"Oh, dear me, neither! Nothing so commonplace. They have taken a house just on the Avenue (they say it is a dream within), and you have to write for an appointment, and then if they will consider you at all they write back and set a time, and you go exactly as if you were calling, you know, and you are received by either Maud or Dita or both. Then you come again whenever they tell you, and all the time Dita is studying you just as a portrait painter would. Finally, when she feels that she has you thoroughly in mind, and is quite decided about the way you shall be clothed, she has designs made for you of hats and gowns, little water colors, you know, and sends you to her dressmaker. She also has your maid come and dress your hair before her, according to her directions. And it costs you!" Alice Wilstead pursed her mouth and lifted her brows, "It costs you! Oh, like the dickens!"

"Who is that?" said Mrs. Hewston turning.

"Only me," Wallace Martin replied modestly and ungrammatically, entering, as usual, unannounced, a privileged friend of the family, and greeting the two women with his usual barking cheerfulness.

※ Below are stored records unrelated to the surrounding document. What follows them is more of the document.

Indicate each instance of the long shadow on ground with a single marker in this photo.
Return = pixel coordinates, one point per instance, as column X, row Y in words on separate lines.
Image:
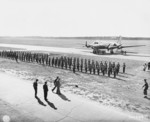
column 51, row 104
column 62, row 96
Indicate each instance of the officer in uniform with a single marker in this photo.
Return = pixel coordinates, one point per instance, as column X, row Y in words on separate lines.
column 45, row 89
column 35, row 86
column 124, row 67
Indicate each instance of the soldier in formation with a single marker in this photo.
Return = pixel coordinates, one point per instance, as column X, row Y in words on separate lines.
column 72, row 63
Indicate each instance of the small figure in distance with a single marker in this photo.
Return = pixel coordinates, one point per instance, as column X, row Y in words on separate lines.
column 55, row 83
column 144, row 67
column 124, row 67
column 148, row 65
column 145, row 88
column 45, row 88
column 58, row 87
column 35, row 85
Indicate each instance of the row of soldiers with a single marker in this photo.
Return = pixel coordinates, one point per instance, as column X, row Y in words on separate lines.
column 72, row 63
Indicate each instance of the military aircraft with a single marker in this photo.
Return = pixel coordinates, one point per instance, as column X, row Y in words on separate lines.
column 103, row 47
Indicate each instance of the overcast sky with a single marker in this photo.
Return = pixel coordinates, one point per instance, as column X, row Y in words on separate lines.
column 75, row 18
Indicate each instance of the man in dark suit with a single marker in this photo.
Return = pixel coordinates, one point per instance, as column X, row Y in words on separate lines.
column 35, row 85
column 45, row 88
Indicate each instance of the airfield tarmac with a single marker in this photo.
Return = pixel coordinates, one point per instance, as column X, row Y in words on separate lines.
column 124, row 92
column 87, row 52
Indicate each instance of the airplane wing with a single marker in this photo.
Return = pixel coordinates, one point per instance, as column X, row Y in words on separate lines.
column 130, row 46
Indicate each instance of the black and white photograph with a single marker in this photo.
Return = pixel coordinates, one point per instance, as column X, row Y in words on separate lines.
column 74, row 60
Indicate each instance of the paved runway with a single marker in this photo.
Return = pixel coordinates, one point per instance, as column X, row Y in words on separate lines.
column 139, row 57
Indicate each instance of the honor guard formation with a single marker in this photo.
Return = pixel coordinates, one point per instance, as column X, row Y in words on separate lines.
column 68, row 63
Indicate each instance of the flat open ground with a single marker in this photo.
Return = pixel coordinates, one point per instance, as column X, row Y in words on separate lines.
column 123, row 93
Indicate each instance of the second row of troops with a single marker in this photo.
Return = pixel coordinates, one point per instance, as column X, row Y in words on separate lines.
column 72, row 63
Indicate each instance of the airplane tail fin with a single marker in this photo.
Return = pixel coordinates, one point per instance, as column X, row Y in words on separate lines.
column 119, row 40
column 86, row 45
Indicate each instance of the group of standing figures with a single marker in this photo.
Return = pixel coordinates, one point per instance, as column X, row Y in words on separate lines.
column 71, row 63
column 45, row 87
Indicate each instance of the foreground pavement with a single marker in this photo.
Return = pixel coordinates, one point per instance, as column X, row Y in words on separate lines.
column 20, row 104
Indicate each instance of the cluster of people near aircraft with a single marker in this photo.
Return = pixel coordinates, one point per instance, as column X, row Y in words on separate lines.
column 72, row 63
column 45, row 87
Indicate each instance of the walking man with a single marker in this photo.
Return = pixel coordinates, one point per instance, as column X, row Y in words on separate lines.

"I just walked up home with that pretty little Lolita Withers, and, as you were only a block or two farther, I came on here."

The two women gazed at each other with a long, wondering stare. "Lolita Withers!" they exclaimed simultaneously. "Pretty!" Nothing could have been more eloquent than their tones.

"My dear Wallace," said Mrs. Hewston, finding her voice, "is this some new joke? Are you quite sane?"

"He means it for a joke," said Mrs. Wilstead, who had been peering at him curiously. "He is going in for eccentricity, or else the success of his play has gone to his head."

"Not a bit of it," replied Martin with unmoved smiles. "Lolita Withers is at present an obviously pretty girl. Any one would so consider her."

"Obviously pretty." Mrs. Wilstead had found her tongue by this time, and acrid and scoffing it proved. "That skinny, ineffective little Lolita Withers! Dull-eyed, anæmic, with stooping shoulders and wispy light hair."

"She looks like a dream of spring," said Wallace, helping himself lavishly to tea and cakes. "A sort of an evanescent beauty. Truly, yes," he affirmed, "she's been to Maud Carmine and Perdita Hepworth." He gave a great burst of laughter.